# I added 2 lights to my layout



## Dave Sams (Nov 24, 2010)

This was my easiest project yet!

The die cast car had translucent headlights pressed into holes cast in the metal.

A little hot melt glue on 2 LEDs and I'm done.


----------



## Artieiii (Apr 25, 2011)

Looks great!
-Art


----------



## Massey (Apr 16, 2011)

Love the 57 Chevy!! Need to fix the grille ornament some one put it on crooked.

Massey


----------



## Artieiii (Apr 25, 2011)

You could wire it to track power and put a decoder inside to control the lights.
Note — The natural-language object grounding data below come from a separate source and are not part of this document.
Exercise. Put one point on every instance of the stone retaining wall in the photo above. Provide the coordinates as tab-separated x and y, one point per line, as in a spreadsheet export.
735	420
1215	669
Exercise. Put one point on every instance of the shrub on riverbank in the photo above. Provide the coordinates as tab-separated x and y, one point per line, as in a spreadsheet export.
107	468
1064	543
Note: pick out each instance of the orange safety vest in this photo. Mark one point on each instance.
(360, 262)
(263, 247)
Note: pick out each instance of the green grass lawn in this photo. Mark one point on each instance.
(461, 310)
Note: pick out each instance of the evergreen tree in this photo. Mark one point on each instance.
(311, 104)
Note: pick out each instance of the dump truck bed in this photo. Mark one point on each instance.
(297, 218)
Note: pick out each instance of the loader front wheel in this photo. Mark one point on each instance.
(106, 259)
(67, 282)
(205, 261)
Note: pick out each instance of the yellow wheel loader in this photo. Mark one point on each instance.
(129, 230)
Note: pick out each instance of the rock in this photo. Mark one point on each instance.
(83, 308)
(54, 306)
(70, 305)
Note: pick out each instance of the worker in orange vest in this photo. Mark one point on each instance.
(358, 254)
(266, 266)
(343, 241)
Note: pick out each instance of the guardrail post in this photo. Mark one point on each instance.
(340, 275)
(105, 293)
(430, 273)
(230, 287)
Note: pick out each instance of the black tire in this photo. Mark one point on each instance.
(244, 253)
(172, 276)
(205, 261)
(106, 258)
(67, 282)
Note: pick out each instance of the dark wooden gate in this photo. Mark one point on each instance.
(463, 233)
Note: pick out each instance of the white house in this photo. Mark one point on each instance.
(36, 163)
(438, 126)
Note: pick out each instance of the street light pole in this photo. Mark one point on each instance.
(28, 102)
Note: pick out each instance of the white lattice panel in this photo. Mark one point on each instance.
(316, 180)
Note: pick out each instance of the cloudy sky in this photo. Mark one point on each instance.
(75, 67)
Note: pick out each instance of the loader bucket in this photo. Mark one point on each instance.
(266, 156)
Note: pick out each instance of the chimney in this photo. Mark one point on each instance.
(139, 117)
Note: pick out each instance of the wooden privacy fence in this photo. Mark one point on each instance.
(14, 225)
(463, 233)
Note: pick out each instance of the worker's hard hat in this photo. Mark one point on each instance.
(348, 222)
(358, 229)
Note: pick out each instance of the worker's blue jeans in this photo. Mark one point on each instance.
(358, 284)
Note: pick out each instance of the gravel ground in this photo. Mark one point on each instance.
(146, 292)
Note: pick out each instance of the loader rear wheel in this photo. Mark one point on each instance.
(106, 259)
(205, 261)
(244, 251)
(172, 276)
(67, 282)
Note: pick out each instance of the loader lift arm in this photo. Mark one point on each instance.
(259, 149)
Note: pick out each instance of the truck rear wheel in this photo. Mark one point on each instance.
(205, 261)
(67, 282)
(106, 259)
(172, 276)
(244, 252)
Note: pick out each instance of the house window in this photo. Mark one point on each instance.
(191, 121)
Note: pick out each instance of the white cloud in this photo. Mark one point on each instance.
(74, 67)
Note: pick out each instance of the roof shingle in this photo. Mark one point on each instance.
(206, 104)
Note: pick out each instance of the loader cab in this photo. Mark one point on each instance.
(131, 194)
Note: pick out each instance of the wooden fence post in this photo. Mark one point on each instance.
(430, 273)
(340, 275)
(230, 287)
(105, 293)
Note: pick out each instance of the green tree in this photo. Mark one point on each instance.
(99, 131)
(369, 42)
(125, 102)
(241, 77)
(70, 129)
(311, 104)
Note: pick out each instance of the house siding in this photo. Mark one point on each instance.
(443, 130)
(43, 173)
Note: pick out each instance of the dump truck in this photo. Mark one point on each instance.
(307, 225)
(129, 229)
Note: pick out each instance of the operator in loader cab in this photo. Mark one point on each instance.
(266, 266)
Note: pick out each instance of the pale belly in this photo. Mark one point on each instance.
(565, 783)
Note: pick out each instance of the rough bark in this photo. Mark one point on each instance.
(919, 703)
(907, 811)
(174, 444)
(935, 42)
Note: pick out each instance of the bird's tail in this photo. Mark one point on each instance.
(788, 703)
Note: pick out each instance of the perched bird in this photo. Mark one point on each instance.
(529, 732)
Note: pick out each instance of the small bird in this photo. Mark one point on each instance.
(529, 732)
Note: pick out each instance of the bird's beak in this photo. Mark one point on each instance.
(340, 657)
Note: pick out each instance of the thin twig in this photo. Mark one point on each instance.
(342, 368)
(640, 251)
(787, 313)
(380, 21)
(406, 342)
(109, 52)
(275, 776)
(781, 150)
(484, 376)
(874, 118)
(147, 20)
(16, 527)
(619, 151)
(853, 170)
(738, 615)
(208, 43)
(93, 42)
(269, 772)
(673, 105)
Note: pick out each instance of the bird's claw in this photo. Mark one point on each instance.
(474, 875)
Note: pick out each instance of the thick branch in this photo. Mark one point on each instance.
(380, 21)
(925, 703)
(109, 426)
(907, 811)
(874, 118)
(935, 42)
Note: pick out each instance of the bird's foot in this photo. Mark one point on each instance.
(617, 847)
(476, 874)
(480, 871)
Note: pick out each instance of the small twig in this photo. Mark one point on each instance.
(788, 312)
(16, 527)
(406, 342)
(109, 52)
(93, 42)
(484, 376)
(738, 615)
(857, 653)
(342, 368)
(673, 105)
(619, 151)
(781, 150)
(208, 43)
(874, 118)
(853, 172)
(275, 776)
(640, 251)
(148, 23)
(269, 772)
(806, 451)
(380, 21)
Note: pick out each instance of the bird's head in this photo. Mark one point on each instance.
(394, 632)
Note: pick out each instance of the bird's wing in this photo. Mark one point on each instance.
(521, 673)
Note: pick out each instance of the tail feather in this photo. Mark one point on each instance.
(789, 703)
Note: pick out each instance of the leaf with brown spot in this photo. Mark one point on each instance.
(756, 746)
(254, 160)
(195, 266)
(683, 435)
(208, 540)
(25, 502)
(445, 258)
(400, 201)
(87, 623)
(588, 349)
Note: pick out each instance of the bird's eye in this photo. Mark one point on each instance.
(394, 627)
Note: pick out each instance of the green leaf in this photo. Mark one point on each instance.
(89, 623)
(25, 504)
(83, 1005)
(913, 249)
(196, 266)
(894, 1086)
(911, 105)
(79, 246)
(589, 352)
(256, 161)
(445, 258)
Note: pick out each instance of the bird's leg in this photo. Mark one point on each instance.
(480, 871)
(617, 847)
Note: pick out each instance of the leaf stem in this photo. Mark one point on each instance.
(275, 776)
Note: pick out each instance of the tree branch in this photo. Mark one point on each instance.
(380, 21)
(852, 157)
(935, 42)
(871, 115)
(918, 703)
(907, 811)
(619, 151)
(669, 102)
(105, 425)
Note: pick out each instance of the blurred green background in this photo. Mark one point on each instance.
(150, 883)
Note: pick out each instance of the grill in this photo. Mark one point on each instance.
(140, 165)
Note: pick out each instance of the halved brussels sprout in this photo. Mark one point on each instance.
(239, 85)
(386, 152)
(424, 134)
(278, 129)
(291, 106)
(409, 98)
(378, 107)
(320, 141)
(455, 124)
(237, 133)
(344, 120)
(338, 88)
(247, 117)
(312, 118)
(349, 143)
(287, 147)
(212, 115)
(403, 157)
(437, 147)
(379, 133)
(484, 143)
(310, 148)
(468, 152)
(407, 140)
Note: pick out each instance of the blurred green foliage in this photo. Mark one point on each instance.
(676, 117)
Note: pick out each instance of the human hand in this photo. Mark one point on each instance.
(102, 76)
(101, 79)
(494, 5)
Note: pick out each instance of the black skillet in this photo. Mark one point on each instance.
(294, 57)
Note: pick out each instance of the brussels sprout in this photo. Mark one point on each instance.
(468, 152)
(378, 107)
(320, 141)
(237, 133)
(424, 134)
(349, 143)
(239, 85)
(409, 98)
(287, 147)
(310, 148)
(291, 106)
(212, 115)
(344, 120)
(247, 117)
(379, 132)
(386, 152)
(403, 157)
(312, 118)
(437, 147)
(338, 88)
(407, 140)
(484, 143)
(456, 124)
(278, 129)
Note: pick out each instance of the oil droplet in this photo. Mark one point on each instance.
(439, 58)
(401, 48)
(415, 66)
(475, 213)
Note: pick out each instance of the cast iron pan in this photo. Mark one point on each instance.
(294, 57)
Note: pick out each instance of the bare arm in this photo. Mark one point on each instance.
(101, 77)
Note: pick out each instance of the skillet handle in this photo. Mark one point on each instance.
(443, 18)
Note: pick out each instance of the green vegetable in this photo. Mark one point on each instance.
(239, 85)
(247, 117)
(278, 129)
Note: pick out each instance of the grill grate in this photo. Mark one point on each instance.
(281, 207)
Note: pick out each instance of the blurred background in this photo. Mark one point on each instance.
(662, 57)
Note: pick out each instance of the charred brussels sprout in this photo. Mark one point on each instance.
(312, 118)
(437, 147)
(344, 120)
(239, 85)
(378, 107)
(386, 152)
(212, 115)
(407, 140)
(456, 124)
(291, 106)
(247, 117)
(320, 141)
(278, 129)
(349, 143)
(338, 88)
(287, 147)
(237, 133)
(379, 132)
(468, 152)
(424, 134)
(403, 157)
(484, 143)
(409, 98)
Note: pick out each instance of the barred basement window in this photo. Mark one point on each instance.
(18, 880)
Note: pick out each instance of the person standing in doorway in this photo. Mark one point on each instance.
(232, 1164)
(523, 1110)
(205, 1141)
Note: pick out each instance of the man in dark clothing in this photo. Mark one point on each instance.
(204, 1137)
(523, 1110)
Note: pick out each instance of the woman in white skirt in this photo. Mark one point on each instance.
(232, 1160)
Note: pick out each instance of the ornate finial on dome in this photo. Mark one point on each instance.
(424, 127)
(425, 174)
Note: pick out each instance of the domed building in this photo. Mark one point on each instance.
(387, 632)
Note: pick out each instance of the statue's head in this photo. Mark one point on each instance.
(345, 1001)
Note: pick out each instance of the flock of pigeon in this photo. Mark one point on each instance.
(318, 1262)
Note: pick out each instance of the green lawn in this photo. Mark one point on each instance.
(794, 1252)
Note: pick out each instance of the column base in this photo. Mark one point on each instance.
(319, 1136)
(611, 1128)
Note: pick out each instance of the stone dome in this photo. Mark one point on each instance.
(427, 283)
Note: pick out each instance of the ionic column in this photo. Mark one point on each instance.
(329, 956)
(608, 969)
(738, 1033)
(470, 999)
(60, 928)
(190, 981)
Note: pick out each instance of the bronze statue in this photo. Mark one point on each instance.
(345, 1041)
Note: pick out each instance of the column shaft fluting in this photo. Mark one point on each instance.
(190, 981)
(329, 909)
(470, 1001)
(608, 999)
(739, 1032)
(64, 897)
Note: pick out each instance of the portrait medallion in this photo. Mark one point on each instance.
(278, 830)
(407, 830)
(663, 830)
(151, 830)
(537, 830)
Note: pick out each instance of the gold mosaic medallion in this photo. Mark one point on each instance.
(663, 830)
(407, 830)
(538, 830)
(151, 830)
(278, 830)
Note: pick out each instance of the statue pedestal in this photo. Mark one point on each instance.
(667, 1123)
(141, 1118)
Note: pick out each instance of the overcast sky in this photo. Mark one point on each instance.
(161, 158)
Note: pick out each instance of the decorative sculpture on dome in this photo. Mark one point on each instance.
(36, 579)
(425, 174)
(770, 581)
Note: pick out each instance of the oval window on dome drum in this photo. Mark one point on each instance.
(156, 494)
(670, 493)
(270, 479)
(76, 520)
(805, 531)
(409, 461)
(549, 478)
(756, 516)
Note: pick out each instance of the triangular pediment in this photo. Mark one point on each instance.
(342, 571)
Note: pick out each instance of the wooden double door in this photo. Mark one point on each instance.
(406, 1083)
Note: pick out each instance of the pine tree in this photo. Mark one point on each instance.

Maybe a custom sound project with '57 chevy engine sounds and a horn.....just a thought.
-Art


----------



## gunrunnerjohn (Nov 10, 2010)

Well, since the Chevy isn't going anywhere, you could just wire it to a switch on your control panel.


----------



## Dave Sams (Nov 24, 2010)

Massey said:


> Love the 57 Chevy!! Need to fix the grille ornament some one put it on crooked.
> 
> Massey


I didn't notice the ornament until I looked at the picture. It is amazing what I see in my pictures that I don't see on the table.

Crooked ornaments, dust........


----------



## Dave Sams (Nov 24, 2010)

gunrunnerjohn said:


> Well, since the Chevy isn't going anywhere, you could just wire it to a switch on your control panel.



Great idea, but which one?


----------



## Massey (Apr 16, 2011)

That red one right over there!

Massey


----------



## Davidfd85 (Jul 4, 2011)

No not that red one, the other one over there. That will work better


----------



## Dave Sams (Nov 24, 2010)

The ones on the far right are DC.

The center ones in the top picture are AC.


----------



## Russell (Dec 11, 2009)

Nice Chevy. Very impressive with the lights. My first car was a second-hand 58 Chevy. By the time I got it, it was a rust bucket. Those 55-56-57s really look great.


----------



## Dave Sams (Nov 24, 2010)

I wish it was red.

The color is correct, but a red Chev is the best!


----------